W pierwszej chwili większość ludzi przebywających na jarmarku nie była świadoma co się stało. W czasie likwidacji Orlickiego, nad Gdowem przelatywał jakiś samolot. Jego niski lot przykuł ich uwagę, a warkot silników zagłuszył oddane strzały. Handlujący wtedy gołębiami p. Franek Kaleta i p. Mietek Stopka-Kasperek z Bilczyc, opowiadali później, że samolot tak nisko zatoczył krąg nad jarmarkiem, iż wydawało się, że skrzydłem zetnie czubek rosnącej obok akacji. Potem jednak bardzo szybko rozeszła się po targowisku wieść o śmierci komendanta. Na rynku zrobiło się ogromne zamieszanie. Handlujący rozbiegli się w popłochu we wszystkie strony, zabierając tylko część towarów. Przez pewien czas na rynku w Gdowie zaległa zupełna cisza. Ciało komendanta Orlickiego ktoś przykrył papierami i gazetami. Za pół godziny samochodami przyjechało gestapo z Wieliczki.
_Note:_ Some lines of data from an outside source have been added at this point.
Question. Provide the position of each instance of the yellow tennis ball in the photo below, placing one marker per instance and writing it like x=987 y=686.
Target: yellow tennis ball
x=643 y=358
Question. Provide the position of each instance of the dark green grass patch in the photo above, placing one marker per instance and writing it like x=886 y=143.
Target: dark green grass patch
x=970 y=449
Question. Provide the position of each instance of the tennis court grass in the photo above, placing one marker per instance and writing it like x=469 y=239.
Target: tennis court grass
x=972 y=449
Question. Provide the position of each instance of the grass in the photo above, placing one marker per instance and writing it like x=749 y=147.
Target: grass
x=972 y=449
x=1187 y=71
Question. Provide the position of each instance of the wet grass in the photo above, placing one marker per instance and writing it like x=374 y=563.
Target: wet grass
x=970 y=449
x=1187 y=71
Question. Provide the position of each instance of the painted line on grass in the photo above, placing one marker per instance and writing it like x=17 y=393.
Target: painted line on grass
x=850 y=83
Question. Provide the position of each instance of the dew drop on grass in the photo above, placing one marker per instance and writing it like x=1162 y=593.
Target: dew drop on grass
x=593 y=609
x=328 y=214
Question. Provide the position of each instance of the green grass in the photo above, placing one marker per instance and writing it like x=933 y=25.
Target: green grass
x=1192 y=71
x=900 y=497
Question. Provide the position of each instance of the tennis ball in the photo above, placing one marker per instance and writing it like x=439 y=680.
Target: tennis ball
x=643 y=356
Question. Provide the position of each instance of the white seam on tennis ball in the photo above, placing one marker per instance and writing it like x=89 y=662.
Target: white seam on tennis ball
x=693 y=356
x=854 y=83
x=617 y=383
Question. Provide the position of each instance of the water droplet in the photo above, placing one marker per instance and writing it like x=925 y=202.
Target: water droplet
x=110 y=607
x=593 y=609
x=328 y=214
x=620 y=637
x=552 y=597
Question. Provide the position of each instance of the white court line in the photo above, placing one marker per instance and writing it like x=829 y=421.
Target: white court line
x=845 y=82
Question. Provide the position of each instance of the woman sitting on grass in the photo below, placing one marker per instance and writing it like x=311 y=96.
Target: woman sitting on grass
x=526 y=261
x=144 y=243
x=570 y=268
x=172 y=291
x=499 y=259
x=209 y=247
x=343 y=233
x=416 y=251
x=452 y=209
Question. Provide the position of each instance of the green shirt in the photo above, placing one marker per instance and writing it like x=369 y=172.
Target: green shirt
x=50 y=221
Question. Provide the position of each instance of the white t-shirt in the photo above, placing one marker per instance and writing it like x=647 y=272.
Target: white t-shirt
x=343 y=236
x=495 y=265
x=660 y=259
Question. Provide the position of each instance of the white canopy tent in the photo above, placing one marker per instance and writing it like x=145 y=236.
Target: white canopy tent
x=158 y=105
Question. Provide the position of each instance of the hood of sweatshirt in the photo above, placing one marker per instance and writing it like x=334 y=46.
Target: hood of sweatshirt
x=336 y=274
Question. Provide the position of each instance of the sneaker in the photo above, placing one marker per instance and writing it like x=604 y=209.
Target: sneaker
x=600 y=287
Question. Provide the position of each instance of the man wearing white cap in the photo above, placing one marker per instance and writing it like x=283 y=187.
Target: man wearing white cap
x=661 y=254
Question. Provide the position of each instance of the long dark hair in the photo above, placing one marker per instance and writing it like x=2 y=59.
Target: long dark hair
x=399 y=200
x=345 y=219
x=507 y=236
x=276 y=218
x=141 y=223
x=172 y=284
Jak wspomina p. Wiśniowski, kiedy Niemcy przeczesywali pobliskie domy, On obserwujący z ukrycia, został z kilkoma chłopakami przyłapany i musiał leżeć pod lufą przez dwie godziny twarzą do ziemi.

Na drugi dzień, w odwecie za śmierć funkcjonariusza Policji Polskiej GG, w Gdowie miało zostać zabitych 10 jej mieszkańców. Z Krakowa przyszedł nakaz, aby wójt (zarazem miejscowy organista) Karol Jamka zbudował na rynku szubienicę oraz wyznaczył dziesięć osób do powieszenia.

Dzięki wielu zabiegom miejscowych urzędników, szczególnie wójta Karola Jamki oraz księgowego Ludwika Pareckiego, udało się przekonać Niemców, by odstąpili od wyznaczonej kary. Zupełny brak świadków zdarzenia (z wyjątkiem wystraszonego gestapowca), pozwolił na stworzenie wersji, że policjant zginął od kul z przelatującego nisko angielskiego (lub rosyjskiego) samolotu.